Having seen both high- and low-purity sources over the years, the difference jumps out during scale-up or replication. Dirty samples gum up chromatography columns, throw off spectroscopy, and breed headaches for everyone involved. At a time when the scientific world tracks data transparency so closely, a high-grade, well-characterized compound just makes life easier. Suppliers who actually bother with routine batch analysis and clear specification sheets earn lasting trust in the research community.
Chemists everywhere remain more conscious of green chemistry goals and safety than in decades past. No one wants to fill up hazardous waste drums or risk exposure to materials with dubious health profiles. 5-Cyano-2-hydroxypyridine manages reasonable safety without drifting into the danger zones typical of more aggressive nitrogen heterocycles. While not considered benign, its handling aligns with many standard organic materials: avoid inhalation, minimize skin contact, dispose according to local regulations.
From an environmental side, the synthesis of this compound often avoids especially hazardous reagents or heavy metals, at least in most common methods. Downstream transformations—be it reduction of the cyano group or O-alkylation—also tend to use reagents considered routine for modern labs. I’ve yet to encounter a green chemistry committee raising red flags over 5-Cyano-2-hydroxypyridine as source material, provided responsible practices are followed throughout research and development.
Innovation often breeds from such versatile starting points. The simple structure of 5-Cyano-2-hydroxypyridine can inspire new strategies in areas well beyond drug discovery. Advanced materials science stands out. Functionalized pyridine rings, bearing both cyano and hydroxy “handles,” can lead to new molecular sensors, advanced coatings, or modular ligands used in catalysis. There’s also potential to link this compound into supramolecular assemblies, where the dual functional groups direct recognition events—applications popping up across nanotech and sensing devices.
Challenges remain. Large-scale synthesis calls for low-cost, robust methods that minimize side products and avoid harsh reagents. Researchers in scale-up chemistry always seek out alternatives to classical conditions, looking for greener oxidants or solvent swaps that lower the environmental footprint. Process chemists might find better catalysts or recycling methods through collaboration with academic labs focused on sustainability.

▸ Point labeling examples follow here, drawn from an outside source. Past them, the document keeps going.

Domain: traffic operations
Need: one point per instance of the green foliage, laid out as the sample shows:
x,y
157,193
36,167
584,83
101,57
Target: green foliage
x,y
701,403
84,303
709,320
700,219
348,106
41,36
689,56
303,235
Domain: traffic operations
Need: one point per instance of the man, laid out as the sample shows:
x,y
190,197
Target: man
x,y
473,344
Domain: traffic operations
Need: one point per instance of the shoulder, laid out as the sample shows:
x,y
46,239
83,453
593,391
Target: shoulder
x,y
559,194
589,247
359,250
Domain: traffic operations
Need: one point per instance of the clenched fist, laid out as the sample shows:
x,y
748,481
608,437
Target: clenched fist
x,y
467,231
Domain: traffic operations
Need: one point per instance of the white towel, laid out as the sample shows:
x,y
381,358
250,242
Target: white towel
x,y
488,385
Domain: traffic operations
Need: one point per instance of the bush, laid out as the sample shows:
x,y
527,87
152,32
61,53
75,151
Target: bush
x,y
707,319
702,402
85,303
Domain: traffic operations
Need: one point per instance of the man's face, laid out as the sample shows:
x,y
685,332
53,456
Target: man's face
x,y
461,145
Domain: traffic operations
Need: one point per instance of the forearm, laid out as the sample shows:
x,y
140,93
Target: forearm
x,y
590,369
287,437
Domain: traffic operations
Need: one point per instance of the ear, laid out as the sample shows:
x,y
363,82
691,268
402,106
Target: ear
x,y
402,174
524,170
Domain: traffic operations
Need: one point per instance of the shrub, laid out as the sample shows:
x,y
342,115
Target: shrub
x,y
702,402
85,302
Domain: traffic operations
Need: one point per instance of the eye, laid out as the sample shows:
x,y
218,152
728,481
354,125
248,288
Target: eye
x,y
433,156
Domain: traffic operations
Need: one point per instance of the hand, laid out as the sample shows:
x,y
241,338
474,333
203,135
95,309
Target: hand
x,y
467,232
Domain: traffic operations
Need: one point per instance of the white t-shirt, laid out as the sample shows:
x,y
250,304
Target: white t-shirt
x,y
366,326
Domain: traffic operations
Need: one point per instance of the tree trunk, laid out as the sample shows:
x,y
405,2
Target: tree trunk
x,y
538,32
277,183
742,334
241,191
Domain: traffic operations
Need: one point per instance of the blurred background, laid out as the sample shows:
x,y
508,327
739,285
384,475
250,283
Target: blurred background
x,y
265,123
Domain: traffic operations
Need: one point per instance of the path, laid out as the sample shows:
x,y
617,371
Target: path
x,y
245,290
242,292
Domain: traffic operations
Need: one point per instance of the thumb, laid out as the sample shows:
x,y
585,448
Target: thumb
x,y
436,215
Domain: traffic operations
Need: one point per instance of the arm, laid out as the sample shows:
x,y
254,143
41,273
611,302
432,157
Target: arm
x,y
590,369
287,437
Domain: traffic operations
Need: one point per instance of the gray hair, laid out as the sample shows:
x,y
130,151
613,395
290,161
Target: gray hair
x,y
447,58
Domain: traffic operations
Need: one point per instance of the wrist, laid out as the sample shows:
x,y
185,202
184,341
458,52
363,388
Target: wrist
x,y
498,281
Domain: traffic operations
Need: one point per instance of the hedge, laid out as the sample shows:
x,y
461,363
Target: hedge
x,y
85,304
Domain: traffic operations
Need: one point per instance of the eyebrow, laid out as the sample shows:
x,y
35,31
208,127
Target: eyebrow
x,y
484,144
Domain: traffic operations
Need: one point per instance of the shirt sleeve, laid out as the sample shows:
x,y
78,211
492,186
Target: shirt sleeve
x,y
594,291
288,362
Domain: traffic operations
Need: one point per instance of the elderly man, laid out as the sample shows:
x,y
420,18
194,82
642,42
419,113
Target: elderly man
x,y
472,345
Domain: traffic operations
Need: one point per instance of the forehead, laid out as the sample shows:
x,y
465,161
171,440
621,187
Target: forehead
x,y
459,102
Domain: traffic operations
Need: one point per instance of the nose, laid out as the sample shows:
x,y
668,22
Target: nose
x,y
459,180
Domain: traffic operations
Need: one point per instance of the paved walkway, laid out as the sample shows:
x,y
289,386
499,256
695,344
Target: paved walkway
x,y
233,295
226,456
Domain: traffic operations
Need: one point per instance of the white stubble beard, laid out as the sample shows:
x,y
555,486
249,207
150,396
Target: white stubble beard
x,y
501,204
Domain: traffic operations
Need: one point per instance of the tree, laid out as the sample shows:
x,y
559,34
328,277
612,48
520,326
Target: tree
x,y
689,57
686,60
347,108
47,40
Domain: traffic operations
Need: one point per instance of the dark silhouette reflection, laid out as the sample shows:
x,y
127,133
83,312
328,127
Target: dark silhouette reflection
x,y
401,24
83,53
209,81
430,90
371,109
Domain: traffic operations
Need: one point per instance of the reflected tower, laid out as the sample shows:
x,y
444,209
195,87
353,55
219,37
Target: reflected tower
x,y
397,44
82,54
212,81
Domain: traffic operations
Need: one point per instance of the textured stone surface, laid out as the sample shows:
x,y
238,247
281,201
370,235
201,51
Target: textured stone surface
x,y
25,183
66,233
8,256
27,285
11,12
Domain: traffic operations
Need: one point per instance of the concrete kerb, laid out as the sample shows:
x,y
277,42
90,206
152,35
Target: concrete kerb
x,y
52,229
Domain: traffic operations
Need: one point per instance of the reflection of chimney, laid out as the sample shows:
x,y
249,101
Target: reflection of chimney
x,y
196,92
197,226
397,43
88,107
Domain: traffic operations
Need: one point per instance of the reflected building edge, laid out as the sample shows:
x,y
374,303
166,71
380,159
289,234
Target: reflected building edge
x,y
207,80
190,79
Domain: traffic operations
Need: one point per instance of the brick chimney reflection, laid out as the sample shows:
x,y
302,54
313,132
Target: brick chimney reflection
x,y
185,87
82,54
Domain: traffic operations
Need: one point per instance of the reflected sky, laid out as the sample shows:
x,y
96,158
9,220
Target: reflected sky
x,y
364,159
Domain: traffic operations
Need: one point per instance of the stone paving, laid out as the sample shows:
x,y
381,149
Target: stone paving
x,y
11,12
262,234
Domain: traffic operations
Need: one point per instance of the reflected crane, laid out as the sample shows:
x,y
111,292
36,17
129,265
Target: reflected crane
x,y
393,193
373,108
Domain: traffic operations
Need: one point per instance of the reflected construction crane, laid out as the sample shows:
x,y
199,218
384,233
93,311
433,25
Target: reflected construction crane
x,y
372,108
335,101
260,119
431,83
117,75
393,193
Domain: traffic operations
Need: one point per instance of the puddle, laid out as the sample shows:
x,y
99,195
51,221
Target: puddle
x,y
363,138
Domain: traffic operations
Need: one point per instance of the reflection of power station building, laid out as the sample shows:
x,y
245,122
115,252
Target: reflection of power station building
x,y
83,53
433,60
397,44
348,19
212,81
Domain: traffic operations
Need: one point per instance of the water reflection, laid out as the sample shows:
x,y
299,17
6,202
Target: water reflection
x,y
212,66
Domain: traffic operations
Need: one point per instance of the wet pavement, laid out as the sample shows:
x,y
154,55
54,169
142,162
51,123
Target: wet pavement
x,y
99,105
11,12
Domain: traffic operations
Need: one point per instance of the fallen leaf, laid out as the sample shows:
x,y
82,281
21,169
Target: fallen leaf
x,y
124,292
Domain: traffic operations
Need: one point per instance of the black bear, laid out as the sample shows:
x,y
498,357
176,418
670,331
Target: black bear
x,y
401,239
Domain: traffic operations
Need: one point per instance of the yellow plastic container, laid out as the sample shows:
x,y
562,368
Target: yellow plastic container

More effective purification methods—perhaps continuous flow extraction or new crystallization techniques—could help push the material to an even broader set of users, from specialty dye manufacturers to companies working on novel electronic materials. Some ongoing research already explores these frontiers, suggesting that the ubiquity of such a simple building block hasn’t yet reached its peak in broader markets.
Across different fields, the credibility of any project often hinges on the quality and reliability of starting materials. 5-Cyano-2-hydroxypyridine combines user-friendly handling, predictable reactivity, and wide applicability. Researchers engaged in drug design, advanced materials, and basic organic synthesis all benefit from such a dependable, multi-functional compound.
My own time spent at the synthetic bench taught me to value compounds that behave as promised. Products that support a wide range of transformations, pose minimal handling fuss, and fit into emerging sustainable practices make a real difference in productivity and peace of mind. 5-Cyano-2-hydroxypyridine represents this practical, problem-solving approach—helping chemists push boundaries in discovery, innovation, and the everyday business of making new molecules.